In 2011, when the Ministry of Law and Justice referred the question of the continuing operation of the Aadhaar project without a law, both the then Attorney-General Goolam Vahanvati and an advisor in the department had stated in their opinion that the right to privacy is a fundamental right under Article 21. This position was repeated in the government’s counter-affidavits filed in the Aadhaar petitions before the Supreme Court between 2012 and 2014. In 2015, the central government began to argue against a fundamental right to privacy. Around the same time, its arguments in the criminal defamation case were grounded on the fundamental right to privacy. There, it succeeded in its attempt to save Section 499 of the IPC that provided for defamation as a criminal offence from being struck down as being in violation of the right to free speech.
In Aadhaar, the government’s tendency to take self-contradicting positions is not limited to the right to privacy.

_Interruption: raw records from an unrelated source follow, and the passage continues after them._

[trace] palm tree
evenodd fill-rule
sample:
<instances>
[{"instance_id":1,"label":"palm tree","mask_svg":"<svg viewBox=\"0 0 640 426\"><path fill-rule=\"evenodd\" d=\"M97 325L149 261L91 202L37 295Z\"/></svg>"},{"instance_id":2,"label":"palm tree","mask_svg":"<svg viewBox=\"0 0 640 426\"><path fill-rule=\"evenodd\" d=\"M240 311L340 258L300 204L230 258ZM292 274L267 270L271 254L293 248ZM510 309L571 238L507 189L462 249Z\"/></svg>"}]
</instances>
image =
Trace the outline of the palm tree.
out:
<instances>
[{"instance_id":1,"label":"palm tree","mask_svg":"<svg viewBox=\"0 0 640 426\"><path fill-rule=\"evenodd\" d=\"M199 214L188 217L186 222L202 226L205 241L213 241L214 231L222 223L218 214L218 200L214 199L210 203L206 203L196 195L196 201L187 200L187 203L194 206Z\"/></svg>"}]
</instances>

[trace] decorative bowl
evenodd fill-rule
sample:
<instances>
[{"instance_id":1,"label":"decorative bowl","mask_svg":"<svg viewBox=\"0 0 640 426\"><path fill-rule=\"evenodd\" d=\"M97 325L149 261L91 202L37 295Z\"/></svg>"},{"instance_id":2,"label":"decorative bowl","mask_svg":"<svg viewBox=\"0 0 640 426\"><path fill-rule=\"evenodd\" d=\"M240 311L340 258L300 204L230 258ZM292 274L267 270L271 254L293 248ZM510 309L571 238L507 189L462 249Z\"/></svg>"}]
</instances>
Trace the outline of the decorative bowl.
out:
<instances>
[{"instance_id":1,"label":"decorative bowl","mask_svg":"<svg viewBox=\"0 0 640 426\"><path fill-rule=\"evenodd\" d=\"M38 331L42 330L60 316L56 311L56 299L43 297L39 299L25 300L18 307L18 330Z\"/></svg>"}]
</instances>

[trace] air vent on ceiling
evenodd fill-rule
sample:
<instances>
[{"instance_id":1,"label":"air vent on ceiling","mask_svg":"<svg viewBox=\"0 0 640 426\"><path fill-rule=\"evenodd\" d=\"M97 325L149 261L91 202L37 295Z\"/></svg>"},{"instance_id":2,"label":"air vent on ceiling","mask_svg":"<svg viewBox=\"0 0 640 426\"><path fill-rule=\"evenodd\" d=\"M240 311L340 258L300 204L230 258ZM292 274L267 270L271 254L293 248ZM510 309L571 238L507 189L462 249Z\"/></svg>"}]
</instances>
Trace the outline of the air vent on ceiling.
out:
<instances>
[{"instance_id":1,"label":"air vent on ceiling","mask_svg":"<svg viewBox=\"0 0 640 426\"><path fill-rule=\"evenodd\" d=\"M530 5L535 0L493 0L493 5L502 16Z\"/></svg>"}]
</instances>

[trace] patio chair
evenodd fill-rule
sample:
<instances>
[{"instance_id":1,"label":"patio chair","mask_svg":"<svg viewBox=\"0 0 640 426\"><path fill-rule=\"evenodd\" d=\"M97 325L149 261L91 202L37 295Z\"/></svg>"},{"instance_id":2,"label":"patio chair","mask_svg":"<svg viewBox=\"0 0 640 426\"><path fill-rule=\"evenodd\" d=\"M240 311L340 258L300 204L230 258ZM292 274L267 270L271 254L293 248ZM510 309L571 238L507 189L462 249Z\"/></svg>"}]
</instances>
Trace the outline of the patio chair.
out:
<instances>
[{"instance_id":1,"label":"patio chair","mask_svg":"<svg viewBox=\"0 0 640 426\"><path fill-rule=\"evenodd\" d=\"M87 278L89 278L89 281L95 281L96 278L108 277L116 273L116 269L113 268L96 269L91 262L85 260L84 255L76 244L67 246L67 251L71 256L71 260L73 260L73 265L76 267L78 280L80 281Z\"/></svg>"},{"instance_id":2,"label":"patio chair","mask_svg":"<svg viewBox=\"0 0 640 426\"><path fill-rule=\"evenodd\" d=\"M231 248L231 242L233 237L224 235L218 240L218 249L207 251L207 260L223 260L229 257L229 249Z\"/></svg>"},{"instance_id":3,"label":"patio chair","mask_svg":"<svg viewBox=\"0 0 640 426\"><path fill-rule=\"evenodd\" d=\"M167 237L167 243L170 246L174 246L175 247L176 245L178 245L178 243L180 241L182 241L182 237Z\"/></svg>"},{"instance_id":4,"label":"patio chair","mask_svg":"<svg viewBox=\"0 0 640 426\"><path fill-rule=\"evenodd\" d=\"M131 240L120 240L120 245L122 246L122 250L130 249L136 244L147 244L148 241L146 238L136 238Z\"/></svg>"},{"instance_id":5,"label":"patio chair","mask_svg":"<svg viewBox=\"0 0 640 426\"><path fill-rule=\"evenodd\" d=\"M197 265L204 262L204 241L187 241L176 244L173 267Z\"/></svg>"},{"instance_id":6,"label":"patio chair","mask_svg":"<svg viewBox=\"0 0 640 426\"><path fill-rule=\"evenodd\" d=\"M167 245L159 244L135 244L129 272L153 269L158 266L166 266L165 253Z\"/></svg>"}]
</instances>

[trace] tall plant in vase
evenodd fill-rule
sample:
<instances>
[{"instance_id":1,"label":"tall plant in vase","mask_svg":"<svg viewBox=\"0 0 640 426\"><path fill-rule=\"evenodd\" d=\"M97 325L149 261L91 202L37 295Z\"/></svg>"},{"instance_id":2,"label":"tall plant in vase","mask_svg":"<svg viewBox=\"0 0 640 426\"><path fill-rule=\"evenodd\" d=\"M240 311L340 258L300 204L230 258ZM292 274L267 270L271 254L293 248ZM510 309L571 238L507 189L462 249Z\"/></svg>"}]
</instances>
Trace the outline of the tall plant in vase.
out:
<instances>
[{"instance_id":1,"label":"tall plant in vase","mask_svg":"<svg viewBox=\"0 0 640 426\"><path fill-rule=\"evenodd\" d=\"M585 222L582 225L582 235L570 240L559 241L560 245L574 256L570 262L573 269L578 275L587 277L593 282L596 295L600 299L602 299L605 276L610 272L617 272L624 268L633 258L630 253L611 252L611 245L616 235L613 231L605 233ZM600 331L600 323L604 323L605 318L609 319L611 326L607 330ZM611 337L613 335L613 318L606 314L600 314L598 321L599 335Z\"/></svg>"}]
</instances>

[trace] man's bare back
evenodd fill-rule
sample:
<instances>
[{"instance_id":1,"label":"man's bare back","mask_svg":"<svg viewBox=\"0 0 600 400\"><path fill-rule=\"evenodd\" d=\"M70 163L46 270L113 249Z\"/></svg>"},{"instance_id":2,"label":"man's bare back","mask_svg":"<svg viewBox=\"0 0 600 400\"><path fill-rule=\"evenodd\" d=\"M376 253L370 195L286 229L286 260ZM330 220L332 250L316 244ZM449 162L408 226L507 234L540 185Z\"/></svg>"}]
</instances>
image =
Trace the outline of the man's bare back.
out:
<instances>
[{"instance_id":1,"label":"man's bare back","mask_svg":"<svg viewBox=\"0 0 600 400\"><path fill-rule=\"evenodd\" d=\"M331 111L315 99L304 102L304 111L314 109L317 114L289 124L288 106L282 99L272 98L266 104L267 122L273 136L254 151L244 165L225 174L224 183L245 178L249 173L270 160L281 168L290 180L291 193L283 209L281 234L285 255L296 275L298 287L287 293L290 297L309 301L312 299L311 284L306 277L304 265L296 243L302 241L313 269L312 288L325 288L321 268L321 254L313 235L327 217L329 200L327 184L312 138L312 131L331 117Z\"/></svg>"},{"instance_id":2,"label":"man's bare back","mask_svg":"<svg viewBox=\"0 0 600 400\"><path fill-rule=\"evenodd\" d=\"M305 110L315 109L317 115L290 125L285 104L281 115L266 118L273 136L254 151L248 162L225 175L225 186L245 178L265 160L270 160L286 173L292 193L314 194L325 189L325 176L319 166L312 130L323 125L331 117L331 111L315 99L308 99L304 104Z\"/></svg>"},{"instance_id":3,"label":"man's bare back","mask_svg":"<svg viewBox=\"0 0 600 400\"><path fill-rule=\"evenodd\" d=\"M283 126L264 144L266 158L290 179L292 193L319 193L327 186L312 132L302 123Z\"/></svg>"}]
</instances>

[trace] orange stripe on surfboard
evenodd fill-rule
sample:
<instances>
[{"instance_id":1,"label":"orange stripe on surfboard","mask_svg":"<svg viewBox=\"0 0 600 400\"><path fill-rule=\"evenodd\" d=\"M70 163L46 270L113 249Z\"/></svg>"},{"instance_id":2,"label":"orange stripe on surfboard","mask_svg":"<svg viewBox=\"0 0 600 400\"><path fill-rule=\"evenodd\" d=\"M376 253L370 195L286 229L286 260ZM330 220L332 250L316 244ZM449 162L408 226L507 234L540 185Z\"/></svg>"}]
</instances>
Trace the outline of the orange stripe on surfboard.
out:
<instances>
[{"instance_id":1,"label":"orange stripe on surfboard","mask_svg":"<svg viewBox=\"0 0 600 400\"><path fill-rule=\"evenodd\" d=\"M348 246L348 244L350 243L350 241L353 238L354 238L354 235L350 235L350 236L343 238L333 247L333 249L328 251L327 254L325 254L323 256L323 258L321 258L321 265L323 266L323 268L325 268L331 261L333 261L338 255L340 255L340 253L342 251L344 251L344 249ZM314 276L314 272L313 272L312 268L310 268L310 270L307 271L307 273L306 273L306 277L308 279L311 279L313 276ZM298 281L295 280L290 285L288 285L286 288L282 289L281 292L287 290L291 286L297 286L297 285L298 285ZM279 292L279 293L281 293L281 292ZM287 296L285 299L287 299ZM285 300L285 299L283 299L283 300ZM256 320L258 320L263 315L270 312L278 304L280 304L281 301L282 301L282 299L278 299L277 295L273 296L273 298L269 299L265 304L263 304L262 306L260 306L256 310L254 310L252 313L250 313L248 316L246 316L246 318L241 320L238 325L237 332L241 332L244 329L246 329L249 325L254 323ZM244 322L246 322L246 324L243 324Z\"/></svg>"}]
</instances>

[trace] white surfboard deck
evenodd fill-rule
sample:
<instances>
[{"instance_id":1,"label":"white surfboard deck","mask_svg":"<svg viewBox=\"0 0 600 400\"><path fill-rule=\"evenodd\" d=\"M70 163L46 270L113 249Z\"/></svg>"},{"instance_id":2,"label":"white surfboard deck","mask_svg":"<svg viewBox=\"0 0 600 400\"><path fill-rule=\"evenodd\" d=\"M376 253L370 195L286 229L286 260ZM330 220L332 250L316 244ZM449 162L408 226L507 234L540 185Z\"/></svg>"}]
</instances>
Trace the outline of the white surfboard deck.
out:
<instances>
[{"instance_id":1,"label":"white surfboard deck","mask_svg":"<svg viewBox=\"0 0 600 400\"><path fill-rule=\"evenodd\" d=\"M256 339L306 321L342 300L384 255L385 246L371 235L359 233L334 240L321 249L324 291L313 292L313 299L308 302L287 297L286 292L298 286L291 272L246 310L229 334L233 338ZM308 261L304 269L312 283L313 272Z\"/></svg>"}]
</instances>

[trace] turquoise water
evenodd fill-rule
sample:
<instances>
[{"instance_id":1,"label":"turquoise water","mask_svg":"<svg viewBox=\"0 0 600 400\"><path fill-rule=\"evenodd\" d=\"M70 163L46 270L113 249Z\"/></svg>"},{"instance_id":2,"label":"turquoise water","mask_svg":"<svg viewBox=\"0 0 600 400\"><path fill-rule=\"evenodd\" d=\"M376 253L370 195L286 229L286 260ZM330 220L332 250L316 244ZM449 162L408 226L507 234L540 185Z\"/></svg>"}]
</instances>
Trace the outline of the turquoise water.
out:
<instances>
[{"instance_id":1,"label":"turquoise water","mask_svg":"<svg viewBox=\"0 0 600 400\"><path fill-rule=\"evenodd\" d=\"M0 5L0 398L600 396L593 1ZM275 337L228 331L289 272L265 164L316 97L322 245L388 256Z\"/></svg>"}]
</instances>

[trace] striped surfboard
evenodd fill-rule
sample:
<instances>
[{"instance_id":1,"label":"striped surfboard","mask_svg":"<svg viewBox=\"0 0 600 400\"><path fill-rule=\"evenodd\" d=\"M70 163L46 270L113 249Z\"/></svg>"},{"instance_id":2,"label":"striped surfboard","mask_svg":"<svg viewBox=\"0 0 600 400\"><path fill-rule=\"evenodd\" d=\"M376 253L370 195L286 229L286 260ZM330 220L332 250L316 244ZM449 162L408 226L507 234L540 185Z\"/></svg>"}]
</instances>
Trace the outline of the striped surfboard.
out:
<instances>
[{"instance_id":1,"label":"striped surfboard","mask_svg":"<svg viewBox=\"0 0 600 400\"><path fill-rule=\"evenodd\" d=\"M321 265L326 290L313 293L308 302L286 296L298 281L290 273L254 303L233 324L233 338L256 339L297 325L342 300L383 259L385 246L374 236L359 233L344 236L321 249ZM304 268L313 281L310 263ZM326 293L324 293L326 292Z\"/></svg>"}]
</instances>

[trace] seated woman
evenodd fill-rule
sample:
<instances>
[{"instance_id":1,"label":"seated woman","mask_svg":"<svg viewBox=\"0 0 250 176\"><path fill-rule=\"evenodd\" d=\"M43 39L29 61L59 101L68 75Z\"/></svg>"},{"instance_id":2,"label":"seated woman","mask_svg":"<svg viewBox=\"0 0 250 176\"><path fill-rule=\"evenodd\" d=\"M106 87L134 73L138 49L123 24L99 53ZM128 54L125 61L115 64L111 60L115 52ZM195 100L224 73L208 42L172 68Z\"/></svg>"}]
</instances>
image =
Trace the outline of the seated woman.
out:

First, it has argued for Aadhaar as a project of inclusion on the one hand, even as, on the other hand, all the statistics claimed in support of the project seek to prove exclusion or “savings”. Second, it has argued that the Aadhaar project has given millions of Indians an identity and made them visible to the state even as it defends its porous verification procedures saying that only 0.03 per cent of the enrollees were without prior identity documents.
Third, following many incidents of “data leaks” in which government websites were shown to be leaking personal information, including Aadhaar numbers of people, the UIDAI is reported to have played down the dangers of such leaks. However, the Act prescribes a punishment of imprisonment up to three years for such supposedly innocuous disclosure. Fourth, it has been argued that basic demographic and biometric data collected by private enrolment agencies is not so sensitive as to have any personal security implications. At the same time, UIDAI had been turning down RTI requests on the sanctity of UIDAI data on a legal exemption that relates to the sovereignty and integrity of India and national security. Fifth, there has been a tacit acknowledgement of the danger of storing one’s religion in a database such as Aadhaar’s when the Act included a specific prohibition on that. However, the law sanctions the storage of one’s name and fathers’ name which together can be used determine religion with near certainty.
This enumeration is by no means exhaustive. Some of these inconsistencies are subtle, but others like the government’s position on the fundamental right to privacy are less so. Even on pure questions of law, one hopes that dispassionate and consistent reason, rather than convenience in the context of a specific case determines its positions before the court. More so when citizens’ fundamental rights are involved.